Hacienda der Lean Branchista

Leans Dienerinnen Rosette, Maoni und Inqua bewundern die neuen Pariser Kleider ihrer Herrin. Anders als sie werden die Minenarbeiter vom Verwalter Esteban gnadenlos ausgebeutet. Sie erhalten kaum genug Nahrung und müssen trotz einer anderslautenden Anweisung Leans auf Urlaub verzichten. Anschutka, die schwer an harten Bedingungen trägt, leidet unter Heimweh. Lean ruft den Verwalter zum Gespräch in die Hacienda, um die Zustände zu verbessern. Esteban, der Lean seit langem liebt, erinnert sie daran, dass sie ihren Reichtum hauptsächlich ihm verdanke. Er ist eifersüchtig auf den rebellischen Semjin und fordert ihre Liebe. Lean weist ihn zurück. Semjin und weitere Arbeiter treffen ein, um auf die unerträglichen Arbeitsbedingungen hinzuweisen, durch die bereits viele Männer umgekommen seien. Als Esteban unnachgiebig auf die bestehenden Verträge hinweist, entlässt ihn Lean und ordnet einige Verbesserungen an. Dennoch beschließen Anschutka und ihr Vater, nach Litauen zurückzukehren. Semjin hingegen sieht seine neue Heimat in Südamerika an der Seite Leans. Er hat kein Interesse mehr an Anschutka.

Salpeterwerk

Semjin leitet jetzt als Aufseher eine von Leans Goldminen. Die Arbeitsbedingungen sind noch immer nicht akzeptabel. Um Lean das Leid der Männer vor Augen zu führen, bringt er sie in eines der Werke, in dem gerade eine Beerdigung verstorbener Arbeiter stattfindet. Er leidet unter dem Zwiespalt zwischen seiner Liebe zu Lean und seinem Wunsch, die Verhältnisse zu bessern. Als er sie anfleht, die Arbeiter freizugeben, lehnt sie dies rigoros ab. Sie stachelt die anderen Litauer mit Geld an, ihn zu töten und ruft sie erst im letzten Moment zurück. Dann verbannt sie Semjin aus dem Werk und ihrem Leben und stellt seinen Gegenspieler Esteban wieder ein. Semjin will nun in seine alte Heimat reisen.

Der Hafen von New York

Auf seiner Rückreise hat Semjin mit größter Not New York erreicht. Er hofft darauf, in Litauen wieder mit Anschutka zusammenzutreffen. Doch auch sie und ihr Vater sind nicht weiter als bis in die Docks von New York gekommen. Sie haben ihr Geld und ihre Ausweise verloren und sind vollkommen erschöpft. Als sie mit Semjin zusammentreffen, wähnt Anschutka sich am Ziel ihrer Reise. Sie stirbt in seinen Armen. Der Agent Rosenberg, der Semjin erkennt, will ihn erneut anwerben. Semjin fleht ihn an, ihn dorthin zu schicken, wo er „am schnellsten krepiere!“

Die Orchesterbesetzung der Oper umfasst die folgenden Instrumente:[1]
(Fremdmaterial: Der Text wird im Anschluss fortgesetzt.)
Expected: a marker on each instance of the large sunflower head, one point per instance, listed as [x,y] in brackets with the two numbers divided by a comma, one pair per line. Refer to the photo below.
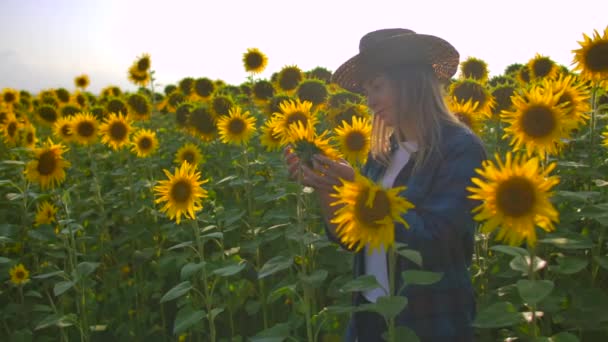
[139,107]
[48,166]
[474,68]
[144,143]
[181,192]
[189,153]
[82,81]
[19,275]
[85,128]
[115,131]
[542,67]
[592,57]
[468,89]
[45,213]
[237,127]
[368,213]
[467,113]
[10,97]
[289,77]
[514,196]
[254,61]
[354,140]
[203,88]
[312,90]
[537,122]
Einigen Quellen zufolge soll die Oper ursprünglich fünf Akte besessen haben.[3][4][5] Es sind jedoch nur vier Akte bekannt. Bereits die Rezension der Uraufführung in der Zeitschrift Die Musik erwähnt lediglich vier Akte.[6]

Rathaus’ Musiksprache ist eine Fortentwicklung der Oper des 19. Jahrhunderts. Fremde Erde enthält der Tradition folgend Arien, Duette, rezitativische Abschnitte und Finalsätze. Von der Zwölftontechnik seines älteren Zeitgenossen Arnold Schönberg machte er keinen Gebrauch.[7] Er ließ sich durch unterschiedlichste Musikstile inspirieren. In Verfremdung erklingen beispielsweise ukrainische, polnische, belarussische und litauische Melodien.[8] Leans Lied im ersten Akt fällt durch Jazz- und Charleston-Anspielungen auf. Die Musik ihrer Dienerinnen am Anfang des zweiten Akts erinnert an den Rumba.[9] Rathaus selbst beschrieb sein Hauptanliegen folgendermaßen:

„Die dramatische Beleuchtung der Idee unternahm ich mit allen Mitteln, die mir notwendig erschienen. Musikalisch gesehen sind es: der singende, oft auch sprechende Mensch. Chor auch Sprechchor. Symphonisches Orchester und ein Jazz-Orchester (für Bühnenzwecke). Orgel. Naturgemäß beherrscht die Musik alles andere. Sie führt, zeichnet, vergrößert, vergröbert und verzärtelt. Sie vertieft, macht aus Worten Symbole, aus Begriffen Erlebnisse. Aber auch die Musik steht im Dienste der Gesamtidee.“

Karol Rathaus: Meine Oper „Fremde Erde“. In: Anbruch. 12 (1930), S. 13–14.[7]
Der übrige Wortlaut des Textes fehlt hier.